This is the fourth and final installment in a series of articles that will help you decide whether buying a new or used car is right for you.
Keeping up your vehicle by taking it in for scheduled oil changes, tire rotations and routine check-ups benefit the car — and you — when it comes time to trade it in or sell it. Expect to pay for nominal maintenance for new or late-model used vehicles. And if you choose to purchase an older model, don’t be surprised by the repair costs that you will incur.
A used car with 50,000 miles on it might well have another 100,000 miles of reasonable use remaining. However, buying a used car that doesn’t come with a warranty is a risk some are willing to take.
“But it’s next to impossible to offer a generalized repair figure that would be both accurate and useful because more expensive cars (luxuries) are typically much more expensive to repair than non-luxury cars,” said Jack Nerad, executive editorial director for Kelley Blue Book.
For the typical new car over a period of three years, the repair/maintenance bill should be minimal, since most cars offer a three-year/36,000-mile warranty, and many also offer free or reduced-cost maintenance.Even a five-year-span repair/maintenance cost will very likely be less than $1,000. KBB’s Cost-to-Own data on its website is a good source for competitive maintenance-cost comparisons.
“While buyers of used cars might well be cautioned to expect some sort of major repair in the future, much of the when depends on the car’s age and mileage,” Nerad said. Relatively new, low-mileage used cars might be trouble-free for years.

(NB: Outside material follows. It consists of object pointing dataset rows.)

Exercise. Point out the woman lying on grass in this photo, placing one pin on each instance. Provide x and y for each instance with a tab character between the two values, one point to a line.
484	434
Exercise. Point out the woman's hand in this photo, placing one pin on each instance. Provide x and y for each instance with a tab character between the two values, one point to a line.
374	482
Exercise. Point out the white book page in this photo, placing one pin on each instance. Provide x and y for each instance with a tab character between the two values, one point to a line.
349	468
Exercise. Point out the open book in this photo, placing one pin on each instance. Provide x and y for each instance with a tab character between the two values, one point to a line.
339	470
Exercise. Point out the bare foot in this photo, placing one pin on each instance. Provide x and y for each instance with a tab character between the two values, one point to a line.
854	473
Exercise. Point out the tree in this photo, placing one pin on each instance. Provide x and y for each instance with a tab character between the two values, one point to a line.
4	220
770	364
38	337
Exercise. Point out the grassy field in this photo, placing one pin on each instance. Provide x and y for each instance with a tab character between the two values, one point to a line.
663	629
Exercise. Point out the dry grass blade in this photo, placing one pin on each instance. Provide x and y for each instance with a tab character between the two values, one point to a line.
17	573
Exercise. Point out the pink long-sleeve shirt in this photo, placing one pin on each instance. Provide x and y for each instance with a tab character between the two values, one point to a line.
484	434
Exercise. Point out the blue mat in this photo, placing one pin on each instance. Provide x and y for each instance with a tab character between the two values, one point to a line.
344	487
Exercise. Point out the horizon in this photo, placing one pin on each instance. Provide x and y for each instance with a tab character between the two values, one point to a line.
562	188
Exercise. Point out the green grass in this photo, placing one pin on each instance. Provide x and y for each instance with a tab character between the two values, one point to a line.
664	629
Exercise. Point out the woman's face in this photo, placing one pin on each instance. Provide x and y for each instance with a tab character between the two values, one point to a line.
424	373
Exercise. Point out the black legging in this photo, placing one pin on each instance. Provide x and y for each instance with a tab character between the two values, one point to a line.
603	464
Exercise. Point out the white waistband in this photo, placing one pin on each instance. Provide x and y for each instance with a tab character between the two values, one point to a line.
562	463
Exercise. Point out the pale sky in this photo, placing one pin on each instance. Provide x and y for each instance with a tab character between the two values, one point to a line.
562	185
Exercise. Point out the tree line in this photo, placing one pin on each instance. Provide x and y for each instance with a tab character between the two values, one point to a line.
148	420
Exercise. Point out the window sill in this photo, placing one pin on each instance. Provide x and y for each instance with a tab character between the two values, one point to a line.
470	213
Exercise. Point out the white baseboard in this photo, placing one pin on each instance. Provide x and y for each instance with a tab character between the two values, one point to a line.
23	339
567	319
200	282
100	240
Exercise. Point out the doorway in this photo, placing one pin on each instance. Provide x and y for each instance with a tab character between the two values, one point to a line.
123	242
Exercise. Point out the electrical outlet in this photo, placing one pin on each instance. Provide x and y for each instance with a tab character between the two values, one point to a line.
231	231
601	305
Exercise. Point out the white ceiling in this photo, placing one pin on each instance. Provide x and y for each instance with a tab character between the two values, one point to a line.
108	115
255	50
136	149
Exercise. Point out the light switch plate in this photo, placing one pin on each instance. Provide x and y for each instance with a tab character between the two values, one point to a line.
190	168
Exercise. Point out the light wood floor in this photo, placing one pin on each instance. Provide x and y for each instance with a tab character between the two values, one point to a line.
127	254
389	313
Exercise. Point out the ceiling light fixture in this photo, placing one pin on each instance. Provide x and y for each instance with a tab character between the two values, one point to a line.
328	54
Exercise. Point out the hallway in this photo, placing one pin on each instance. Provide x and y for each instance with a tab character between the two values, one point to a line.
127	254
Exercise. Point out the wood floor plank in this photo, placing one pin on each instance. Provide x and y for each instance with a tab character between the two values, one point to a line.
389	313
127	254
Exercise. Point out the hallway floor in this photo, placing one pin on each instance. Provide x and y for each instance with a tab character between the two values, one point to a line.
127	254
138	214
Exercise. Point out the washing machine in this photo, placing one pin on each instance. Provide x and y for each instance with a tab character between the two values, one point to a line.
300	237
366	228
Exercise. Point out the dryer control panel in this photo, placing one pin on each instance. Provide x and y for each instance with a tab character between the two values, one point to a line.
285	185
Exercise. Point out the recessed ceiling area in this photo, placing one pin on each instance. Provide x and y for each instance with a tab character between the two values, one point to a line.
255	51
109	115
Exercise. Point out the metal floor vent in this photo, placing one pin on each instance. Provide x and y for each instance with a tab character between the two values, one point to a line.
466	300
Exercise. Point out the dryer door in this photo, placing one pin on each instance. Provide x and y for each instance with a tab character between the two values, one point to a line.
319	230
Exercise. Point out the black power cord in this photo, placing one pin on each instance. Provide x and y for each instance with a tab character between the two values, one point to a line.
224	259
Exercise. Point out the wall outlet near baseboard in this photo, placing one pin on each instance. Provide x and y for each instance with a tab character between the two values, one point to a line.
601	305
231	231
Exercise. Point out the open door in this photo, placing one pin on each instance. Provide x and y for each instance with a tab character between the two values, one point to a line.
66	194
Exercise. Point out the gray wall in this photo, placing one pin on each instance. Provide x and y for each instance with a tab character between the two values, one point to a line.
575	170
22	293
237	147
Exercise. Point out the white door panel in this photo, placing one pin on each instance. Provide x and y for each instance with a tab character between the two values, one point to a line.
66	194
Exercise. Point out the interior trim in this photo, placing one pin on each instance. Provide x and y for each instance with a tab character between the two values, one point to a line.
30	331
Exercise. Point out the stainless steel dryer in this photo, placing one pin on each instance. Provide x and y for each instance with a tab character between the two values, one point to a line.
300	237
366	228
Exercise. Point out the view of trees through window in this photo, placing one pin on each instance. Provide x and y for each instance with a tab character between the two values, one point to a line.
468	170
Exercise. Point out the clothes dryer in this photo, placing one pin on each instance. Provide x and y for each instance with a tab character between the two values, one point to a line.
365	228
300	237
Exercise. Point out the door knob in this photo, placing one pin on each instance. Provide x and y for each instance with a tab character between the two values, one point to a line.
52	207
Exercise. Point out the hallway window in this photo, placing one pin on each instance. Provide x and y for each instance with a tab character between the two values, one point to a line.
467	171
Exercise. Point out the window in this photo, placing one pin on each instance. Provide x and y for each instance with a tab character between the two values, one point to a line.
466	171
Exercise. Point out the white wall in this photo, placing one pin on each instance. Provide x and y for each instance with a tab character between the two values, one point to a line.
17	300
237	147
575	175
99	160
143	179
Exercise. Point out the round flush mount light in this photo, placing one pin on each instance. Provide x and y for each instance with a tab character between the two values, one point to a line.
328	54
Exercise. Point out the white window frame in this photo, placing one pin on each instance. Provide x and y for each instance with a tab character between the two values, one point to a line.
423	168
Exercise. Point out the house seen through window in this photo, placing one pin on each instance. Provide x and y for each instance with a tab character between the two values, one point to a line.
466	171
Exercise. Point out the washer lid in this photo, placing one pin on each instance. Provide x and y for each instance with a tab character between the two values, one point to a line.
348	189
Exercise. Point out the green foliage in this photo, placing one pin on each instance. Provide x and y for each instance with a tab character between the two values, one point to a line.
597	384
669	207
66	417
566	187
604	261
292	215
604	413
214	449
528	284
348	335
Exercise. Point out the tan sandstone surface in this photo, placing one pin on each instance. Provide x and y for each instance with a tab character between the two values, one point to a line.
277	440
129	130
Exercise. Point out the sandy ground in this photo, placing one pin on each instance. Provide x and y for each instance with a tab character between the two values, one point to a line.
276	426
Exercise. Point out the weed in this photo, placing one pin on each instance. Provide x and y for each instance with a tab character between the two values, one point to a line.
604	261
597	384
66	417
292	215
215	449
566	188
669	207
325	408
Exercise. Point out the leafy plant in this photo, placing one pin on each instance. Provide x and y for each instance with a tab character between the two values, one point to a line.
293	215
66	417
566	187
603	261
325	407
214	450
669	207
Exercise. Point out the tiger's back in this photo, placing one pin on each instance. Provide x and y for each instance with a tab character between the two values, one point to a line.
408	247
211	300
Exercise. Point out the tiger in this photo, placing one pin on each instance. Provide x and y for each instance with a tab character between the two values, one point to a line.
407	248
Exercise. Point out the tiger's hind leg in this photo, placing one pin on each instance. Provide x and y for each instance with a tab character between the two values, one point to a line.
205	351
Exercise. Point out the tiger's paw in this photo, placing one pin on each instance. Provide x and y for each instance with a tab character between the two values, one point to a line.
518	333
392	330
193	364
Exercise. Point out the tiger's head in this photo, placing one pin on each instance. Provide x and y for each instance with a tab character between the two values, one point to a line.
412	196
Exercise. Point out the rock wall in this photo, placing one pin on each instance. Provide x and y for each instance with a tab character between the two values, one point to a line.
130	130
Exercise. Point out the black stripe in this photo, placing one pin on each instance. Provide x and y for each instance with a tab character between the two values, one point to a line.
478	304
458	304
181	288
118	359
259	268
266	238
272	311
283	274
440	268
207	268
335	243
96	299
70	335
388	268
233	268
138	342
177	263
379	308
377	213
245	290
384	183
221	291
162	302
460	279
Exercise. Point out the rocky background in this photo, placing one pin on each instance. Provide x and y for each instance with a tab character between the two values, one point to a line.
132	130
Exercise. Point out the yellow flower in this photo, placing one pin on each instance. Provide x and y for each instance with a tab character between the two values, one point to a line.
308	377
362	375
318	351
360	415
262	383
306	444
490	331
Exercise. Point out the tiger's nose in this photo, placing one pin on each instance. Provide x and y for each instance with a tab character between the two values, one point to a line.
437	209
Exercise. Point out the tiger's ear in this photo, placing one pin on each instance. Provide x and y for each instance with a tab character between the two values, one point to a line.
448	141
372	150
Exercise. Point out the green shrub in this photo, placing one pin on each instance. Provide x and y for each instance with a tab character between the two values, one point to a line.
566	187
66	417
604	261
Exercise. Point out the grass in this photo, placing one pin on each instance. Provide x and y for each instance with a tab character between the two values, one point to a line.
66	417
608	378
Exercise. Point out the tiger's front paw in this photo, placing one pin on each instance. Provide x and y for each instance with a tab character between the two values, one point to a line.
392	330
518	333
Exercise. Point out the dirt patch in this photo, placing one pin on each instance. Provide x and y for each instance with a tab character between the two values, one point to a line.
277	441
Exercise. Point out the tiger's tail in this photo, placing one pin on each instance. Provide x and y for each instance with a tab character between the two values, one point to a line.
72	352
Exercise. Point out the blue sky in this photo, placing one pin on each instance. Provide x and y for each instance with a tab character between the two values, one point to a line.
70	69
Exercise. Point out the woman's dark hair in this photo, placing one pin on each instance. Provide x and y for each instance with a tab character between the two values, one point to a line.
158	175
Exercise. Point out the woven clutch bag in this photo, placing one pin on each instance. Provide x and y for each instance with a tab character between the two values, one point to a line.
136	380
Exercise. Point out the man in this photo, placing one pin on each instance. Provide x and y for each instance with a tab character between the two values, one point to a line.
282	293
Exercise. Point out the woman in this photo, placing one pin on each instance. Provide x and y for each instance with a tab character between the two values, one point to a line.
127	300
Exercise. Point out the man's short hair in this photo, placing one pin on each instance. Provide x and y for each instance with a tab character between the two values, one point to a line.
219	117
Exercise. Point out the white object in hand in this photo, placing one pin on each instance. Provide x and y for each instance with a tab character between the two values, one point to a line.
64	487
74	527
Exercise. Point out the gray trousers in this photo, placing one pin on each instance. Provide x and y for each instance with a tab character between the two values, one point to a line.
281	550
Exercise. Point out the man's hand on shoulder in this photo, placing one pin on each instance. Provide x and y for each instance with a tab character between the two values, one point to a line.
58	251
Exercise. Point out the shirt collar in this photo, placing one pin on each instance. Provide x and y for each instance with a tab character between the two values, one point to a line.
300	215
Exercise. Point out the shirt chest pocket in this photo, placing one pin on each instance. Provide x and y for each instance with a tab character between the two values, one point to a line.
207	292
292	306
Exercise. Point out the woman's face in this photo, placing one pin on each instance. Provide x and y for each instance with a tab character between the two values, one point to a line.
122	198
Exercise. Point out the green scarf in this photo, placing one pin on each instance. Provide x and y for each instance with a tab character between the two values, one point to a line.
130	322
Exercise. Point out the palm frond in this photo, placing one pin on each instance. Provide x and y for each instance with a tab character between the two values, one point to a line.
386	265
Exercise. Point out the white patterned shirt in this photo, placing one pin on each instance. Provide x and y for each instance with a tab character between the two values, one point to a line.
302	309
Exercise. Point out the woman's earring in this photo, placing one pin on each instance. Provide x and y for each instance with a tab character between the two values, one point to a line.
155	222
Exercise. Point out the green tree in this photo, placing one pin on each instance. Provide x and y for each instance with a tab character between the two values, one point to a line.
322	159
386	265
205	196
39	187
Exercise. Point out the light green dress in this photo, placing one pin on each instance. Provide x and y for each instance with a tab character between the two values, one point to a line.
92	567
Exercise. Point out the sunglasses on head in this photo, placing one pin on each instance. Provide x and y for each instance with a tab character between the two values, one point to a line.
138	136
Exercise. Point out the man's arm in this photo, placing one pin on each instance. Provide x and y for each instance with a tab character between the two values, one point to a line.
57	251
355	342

This furthers the money saved by buying used or keeping what you have typically trumps the cost of repairs.There are great reasons to buy new cars, but for many buying a used car is more compelling financially, he said.
Avoiding the initial depreciation certainly makes sense, but you also don’t want to buy a car that is going to cost you more in repairs in the long run, said Matt Bonanno, general manager for Jim Keim Ford in Hilliard.
And, if you need to extend a warranty, rolling that into your monthly payment or paying for it up front is usually less than paying for a new vehicle, Bonanno said.